4. D'autre part, aux termes de l'article 1er du décret du 5 mars 1997 : " Donnent lieu à remboursement à l'Etat les prestations suivantes exécutées par les forces de police et de gendarmerie dans les services d'ordre lorsqu'ils ne peuvent être rattachés aux obligations normales incombant à la puissance publique en matière de sécurité et d'ordre publics : 1° L'affectation et la mise à disposition d'agents ; 2° Le déplacement, l'emploi et la mise à disposition de véhicules, de matériels ou d'équipements ; 3° Les prestations d'escortes ". Aux termes de l'article 2 de ce décret : " Préalablement à l'exécution des prestations mentionnées à l'article 1er du présent décret, une convention est signée dans les conditions prévues à l'article 4 avec le bénéficiaire des prestations effectuées par les forces de police et de gendarmerie. Cette convention prévoit l'obligation pour le bénéficiaire de souscrire une assurance. Les garanties sont définies par arrêté du ministre de l'intérieur et doivent être reprises dans la convention susmentionnée ". Selon l'article 4 du même décret : " Les modalités d'exécution techniques et financières du concours apporté par les forces de police et de gendarmerie sont préalablement déterminées par une convention conclue entre le représentant de l'Etat et les bénéficiaires de ces prestations (...) ". Si ces dispositions prévoient que, lorsque l'organisateur d'une manifestation décide d'avoir recours aux forces de police ou de gendarmerie pour assurer un service d'ordre, les modalités d'exécution techniques et financières de ce concours sont déterminées par convention, elles ne font pas obstacle à ce qu'en l'absence d'une telle convention, des prestations de service d'ordre exécutées en raison des nécessités du maintien de l'ordre public par les forces de police et de gendarmerie qui sont directement imputables à l'événement et qui vont au-delà des besoins normaux de sécurité auxquels la collectivité est tenue de pourvoir soient mises à la charge de l'organisateur de la manifestation.

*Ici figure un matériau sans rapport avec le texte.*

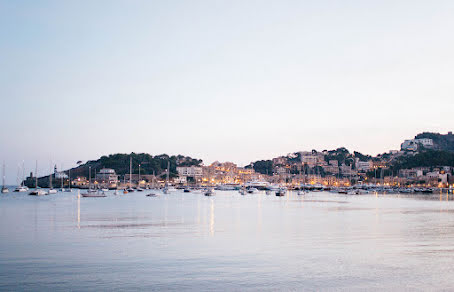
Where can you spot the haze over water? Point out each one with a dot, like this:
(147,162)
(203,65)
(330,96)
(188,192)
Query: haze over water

5. Il résulte de l'instruction que le festival " Rock en Seine " génère un afflux de spectateurs ou de véhicules de nature à créer une augmentation importante du trafic aux abords des sites et des troubles nécessitant la mise en place d'un service d'ordre et le remboursement à l'Etat des dépenses correspondant aux missions exercées dans son intérêt, qui excèdent les besoins normaux de sécurité auxquels la collectivité est tenue de pourvoir dans l'intérêt général. Par suite, l'association Plus de sons n'est pas fondée à soutenir que la somme qui lui est réclamée ne pouvait être mise à sa charge à défaut de convention signée en amont des prestations de service d'ordre facturées.

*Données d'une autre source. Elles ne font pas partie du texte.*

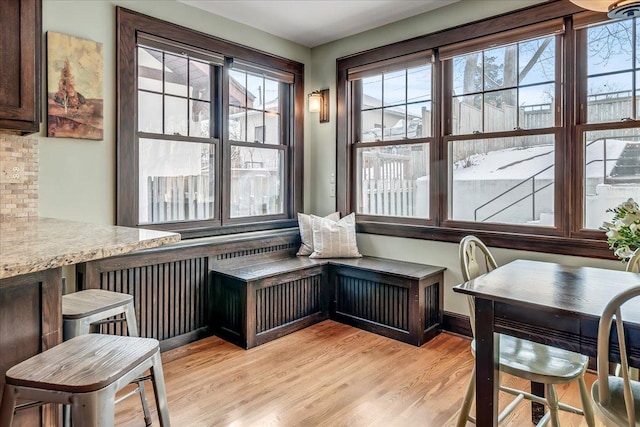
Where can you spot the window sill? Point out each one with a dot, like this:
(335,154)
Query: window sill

6. En deuxième lieu, si les requérants peuvent invoquer à l'appui de conclusions dirigées contre une décision administrative l'illégalité dont serait entaché un règlement devenu définitif faute d'avoir été attaqué dans le délai du recours pour excès de pouvoir, un tel moyen ne peut être accueilli que dans la mesure ou la décision dont l'annulation est demandée constitue une mesure d'application des dispositions réglementaires dont l'illégalité est invoquée par voie d'exception et où sa légalité est subordonnée à celle de ces dispositions. Le titre exécutoire émis le 5 mai 2020 ne constitue pas une mesure d'application des dispositions de l'instruction du 15 mai 2018 dont la portée est essentiellement interprétative. Par suite, l'association requérante ne peut utilement soutenir que cette même instruction serait entachée d'un vice d'incompétence et d'une erreur de droit au regard de de l'article L. 211-11 du code de la sécurité intérieure.

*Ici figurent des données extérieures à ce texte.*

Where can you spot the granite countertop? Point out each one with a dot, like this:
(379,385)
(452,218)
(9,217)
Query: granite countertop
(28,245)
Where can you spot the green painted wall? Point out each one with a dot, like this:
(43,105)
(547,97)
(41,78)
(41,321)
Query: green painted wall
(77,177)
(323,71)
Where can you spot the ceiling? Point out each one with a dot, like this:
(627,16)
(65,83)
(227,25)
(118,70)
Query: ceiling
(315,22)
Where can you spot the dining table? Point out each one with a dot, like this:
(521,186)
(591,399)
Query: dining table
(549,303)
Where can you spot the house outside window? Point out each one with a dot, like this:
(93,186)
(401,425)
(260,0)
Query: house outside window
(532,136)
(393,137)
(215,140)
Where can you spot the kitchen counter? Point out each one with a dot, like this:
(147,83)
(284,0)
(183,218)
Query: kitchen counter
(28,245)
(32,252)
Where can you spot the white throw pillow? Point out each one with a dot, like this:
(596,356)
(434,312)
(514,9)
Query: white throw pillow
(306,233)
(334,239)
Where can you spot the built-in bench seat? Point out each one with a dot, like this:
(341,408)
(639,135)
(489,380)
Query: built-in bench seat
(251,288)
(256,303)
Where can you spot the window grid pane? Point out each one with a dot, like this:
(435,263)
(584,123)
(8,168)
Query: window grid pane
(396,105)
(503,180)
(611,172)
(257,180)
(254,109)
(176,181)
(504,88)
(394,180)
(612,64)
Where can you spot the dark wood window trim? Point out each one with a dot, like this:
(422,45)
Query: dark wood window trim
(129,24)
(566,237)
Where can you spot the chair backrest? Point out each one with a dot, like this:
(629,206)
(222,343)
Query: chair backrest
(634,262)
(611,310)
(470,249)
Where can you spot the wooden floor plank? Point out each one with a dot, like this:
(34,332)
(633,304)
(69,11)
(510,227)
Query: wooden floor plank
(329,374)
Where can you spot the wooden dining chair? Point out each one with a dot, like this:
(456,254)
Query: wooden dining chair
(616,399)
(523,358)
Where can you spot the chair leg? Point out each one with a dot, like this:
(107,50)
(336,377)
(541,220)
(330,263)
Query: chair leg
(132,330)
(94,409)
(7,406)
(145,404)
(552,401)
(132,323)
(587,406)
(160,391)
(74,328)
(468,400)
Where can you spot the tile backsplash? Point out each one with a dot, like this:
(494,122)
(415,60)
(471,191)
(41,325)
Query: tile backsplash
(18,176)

7. En troisième lieu, il résulte des termes mêmes de l'article L. 211-11 du code de la sécurité intérieure que le législateur a prévu le remboursement, par les organisateurs de manifestations sportives, récréatives ou culturelles, de certaines dépenses qui ont été supportées par les services de police ou de gendarmerie pour mettre en place, dans l'intérêt de ces personnes privées, des services d'ordre à l'occasion des manifestations qu'elles organisent. La requérante, qui ne met pas en cause la conformité de ces dispositions à la Constitution par la voie d'une question prioritaire de constitutionnalité, ne saurait, par suite, utilement soutenir que l'instruction du 15 mai 2018, en ce qu'elle rappelle le principe de ce remboursement, méconnaîtrait les articles 12 et 13 de la Déclaration des droits de l'homme et du citoyen de 1789, qui prévoient l'entretien d'une force publique " par une contribution commune ".
8. En quatrième lieu, aux termes de l'article 1er de l'arrêté du 28 octobre 2010, modifié par arrêté du 24 décembre 2014 : " Les montants des remboursements dus par les bénéficiaires des prestations exécutées par les forces de police et de gendarmerie prévus par l'article 3 du décret n° 97-199 du 5 mars 1997 susvisé et l'article 2 du décret n° 2008-252 du 12 mars 2008 susvisé sont calculés conformément au tableau ci-après ". Aux termes de l'article 2 du même arrêté : " [...] Pour les manifestations à but non lucratif ayant donné lieu à rémunération de services rendus par les forces de police et de gendarmerie antérieurement à l'entrée en vigueur du présent arrêté, le montant total des remboursements dus par les bénéficiaires des prestations, sauf circonstances particulières et à prestations équivalentes, ne peut excéder chaque année le montant total facturé au cours des douze derniers mois majoré de 20 % ". Il résulte d'une part, de ces dispositions que le montant des remboursements dus par les bénéficiaires des prestations exécutées par les forces de police est calculé selon le tableau reproduit dans l'arrêté. D'autre part, seules les manifestations à but non lucratif ayant donné lieu à rémunération de services rendus par les forces de police et de gendarmerie, antérieurement à l'entrée en vigueur de l'arrêté du 28 octobre 2010, peuvent bénéficier du bouclier tarifaire prévu par ce même article.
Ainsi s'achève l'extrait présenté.